Duckweed: without strong filtration it's great, but you'll never get rid of it, I'd go for a larger leaf version if you can find some. The mini ones are miserable, but I saw some larger ones in a stream (1-2cm).


----------



## Whippet44 (Sep 28, 2015)

Wisteria sounds nice. Do any of these plants need special care? And are the additives like flourish safe for fish?


----------



## sylveon (Aug 12, 2014)

I recently planted my tank (also 10g) and put in lots of water sprite. It seems to be doing very well and soaking up a lot of nutrients so that algae isn't getting a chance to grow (yay!!) Probably worth mentioning, if you lightly plant your tank and get a strong light fixture, you're nearly guaranteed to be battling algae. That's why you always see "plant your tank heavily". It's so that the plants growing can out compete with the algae and prevent it from growing out of control. 

My betta LOVES the water sprite. He cuddles in the leaves up top and sleeps within them as well. It's a very hardy plant, and pretty inexpensive, so definitely look into it!

Also, for a cheap light fixture (I'm kinda broke college student at the moment, lol) get the Aqueon Incandescent one that fits the 10g (think 20" or something?) and screw in some CFLS. Get whichever ones you need to match the requirements of the plants you're growing. Java fern will do okay in low light, but does grow faster in medium. 

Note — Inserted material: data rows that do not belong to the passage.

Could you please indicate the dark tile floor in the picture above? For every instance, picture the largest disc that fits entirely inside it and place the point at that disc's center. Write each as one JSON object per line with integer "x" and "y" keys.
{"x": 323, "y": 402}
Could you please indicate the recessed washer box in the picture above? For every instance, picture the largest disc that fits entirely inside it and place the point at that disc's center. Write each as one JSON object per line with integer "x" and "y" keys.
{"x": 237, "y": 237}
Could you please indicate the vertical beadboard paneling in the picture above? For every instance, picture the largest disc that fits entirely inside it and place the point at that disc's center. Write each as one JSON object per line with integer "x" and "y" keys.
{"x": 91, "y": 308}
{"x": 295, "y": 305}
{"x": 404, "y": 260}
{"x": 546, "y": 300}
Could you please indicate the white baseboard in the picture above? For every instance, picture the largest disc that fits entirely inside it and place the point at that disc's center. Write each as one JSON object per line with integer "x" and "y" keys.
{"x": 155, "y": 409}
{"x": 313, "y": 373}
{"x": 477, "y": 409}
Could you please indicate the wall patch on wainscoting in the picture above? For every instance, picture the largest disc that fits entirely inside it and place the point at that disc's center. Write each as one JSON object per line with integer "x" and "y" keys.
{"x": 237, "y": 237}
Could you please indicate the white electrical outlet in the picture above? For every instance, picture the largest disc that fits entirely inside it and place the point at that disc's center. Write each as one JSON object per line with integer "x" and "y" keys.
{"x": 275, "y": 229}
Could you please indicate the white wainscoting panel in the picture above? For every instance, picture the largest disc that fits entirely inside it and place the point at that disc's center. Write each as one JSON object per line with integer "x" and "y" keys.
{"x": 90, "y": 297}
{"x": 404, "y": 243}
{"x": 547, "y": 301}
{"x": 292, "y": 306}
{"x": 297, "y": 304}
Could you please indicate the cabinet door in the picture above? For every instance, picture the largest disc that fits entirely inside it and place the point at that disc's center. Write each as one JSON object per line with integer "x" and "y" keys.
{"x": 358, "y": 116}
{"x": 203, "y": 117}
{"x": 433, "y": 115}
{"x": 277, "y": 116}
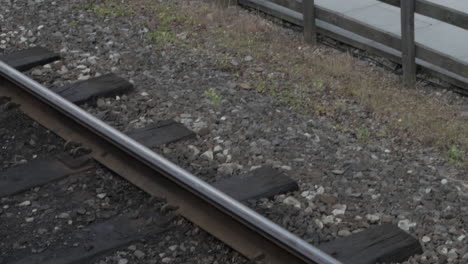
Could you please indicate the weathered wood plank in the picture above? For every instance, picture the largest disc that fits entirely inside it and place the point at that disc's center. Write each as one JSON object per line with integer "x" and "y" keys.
{"x": 382, "y": 244}
{"x": 367, "y": 31}
{"x": 408, "y": 51}
{"x": 39, "y": 172}
{"x": 310, "y": 31}
{"x": 265, "y": 182}
{"x": 24, "y": 60}
{"x": 164, "y": 132}
{"x": 436, "y": 11}
{"x": 97, "y": 240}
{"x": 105, "y": 85}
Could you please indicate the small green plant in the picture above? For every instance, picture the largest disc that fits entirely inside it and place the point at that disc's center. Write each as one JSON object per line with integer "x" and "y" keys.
{"x": 110, "y": 10}
{"x": 319, "y": 85}
{"x": 214, "y": 96}
{"x": 162, "y": 37}
{"x": 455, "y": 155}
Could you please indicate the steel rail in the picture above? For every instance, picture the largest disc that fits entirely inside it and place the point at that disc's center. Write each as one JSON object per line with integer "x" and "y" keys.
{"x": 246, "y": 231}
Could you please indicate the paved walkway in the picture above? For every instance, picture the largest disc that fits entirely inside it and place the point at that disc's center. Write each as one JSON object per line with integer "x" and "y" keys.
{"x": 438, "y": 35}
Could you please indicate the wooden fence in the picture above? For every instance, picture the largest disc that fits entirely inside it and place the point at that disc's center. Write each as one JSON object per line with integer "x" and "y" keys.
{"x": 306, "y": 14}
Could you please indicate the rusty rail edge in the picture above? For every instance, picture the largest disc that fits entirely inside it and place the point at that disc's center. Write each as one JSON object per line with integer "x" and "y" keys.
{"x": 247, "y": 232}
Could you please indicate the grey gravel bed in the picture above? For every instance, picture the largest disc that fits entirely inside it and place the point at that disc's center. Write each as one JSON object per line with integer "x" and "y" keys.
{"x": 45, "y": 217}
{"x": 345, "y": 185}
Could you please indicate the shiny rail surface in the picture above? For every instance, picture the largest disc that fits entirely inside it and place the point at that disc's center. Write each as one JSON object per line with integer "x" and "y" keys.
{"x": 278, "y": 245}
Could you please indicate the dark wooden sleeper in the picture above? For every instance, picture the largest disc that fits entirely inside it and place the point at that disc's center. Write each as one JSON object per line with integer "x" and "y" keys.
{"x": 98, "y": 239}
{"x": 27, "y": 59}
{"x": 264, "y": 182}
{"x": 381, "y": 244}
{"x": 105, "y": 85}
{"x": 39, "y": 172}
{"x": 163, "y": 132}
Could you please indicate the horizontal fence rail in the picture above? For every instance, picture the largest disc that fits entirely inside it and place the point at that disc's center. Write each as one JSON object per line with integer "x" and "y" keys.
{"x": 292, "y": 11}
{"x": 436, "y": 11}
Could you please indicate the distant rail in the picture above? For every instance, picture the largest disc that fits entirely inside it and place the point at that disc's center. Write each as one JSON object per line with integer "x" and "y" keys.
{"x": 316, "y": 19}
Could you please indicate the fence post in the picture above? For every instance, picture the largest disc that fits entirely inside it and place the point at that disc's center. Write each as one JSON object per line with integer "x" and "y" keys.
{"x": 310, "y": 31}
{"x": 408, "y": 50}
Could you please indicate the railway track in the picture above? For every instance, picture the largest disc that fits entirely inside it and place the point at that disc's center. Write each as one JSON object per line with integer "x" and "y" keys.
{"x": 216, "y": 208}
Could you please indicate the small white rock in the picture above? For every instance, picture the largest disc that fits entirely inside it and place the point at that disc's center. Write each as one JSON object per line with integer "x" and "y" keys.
{"x": 340, "y": 209}
{"x": 217, "y": 148}
{"x": 373, "y": 218}
{"x": 406, "y": 224}
{"x": 194, "y": 149}
{"x": 425, "y": 239}
{"x": 25, "y": 203}
{"x": 292, "y": 201}
{"x": 208, "y": 155}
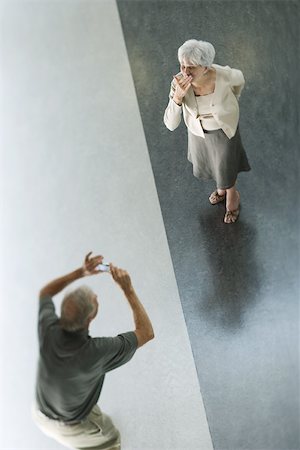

Flourish and excel can both safely be used with fish, but make sure you have enough plants!! I don't use fertilizer at the moment since the fish food and poop is enough for my plant load. Also, if you have a marimo, DO NOT use excel. It has an algae-cide in it that will harm it. If not then no worries. Always look up internet instructions before dosing, of course.

GOOD LUCK TO YOU!
and sorry for the rambling post!


----------



## jadaBlu (Feb 14, 2013)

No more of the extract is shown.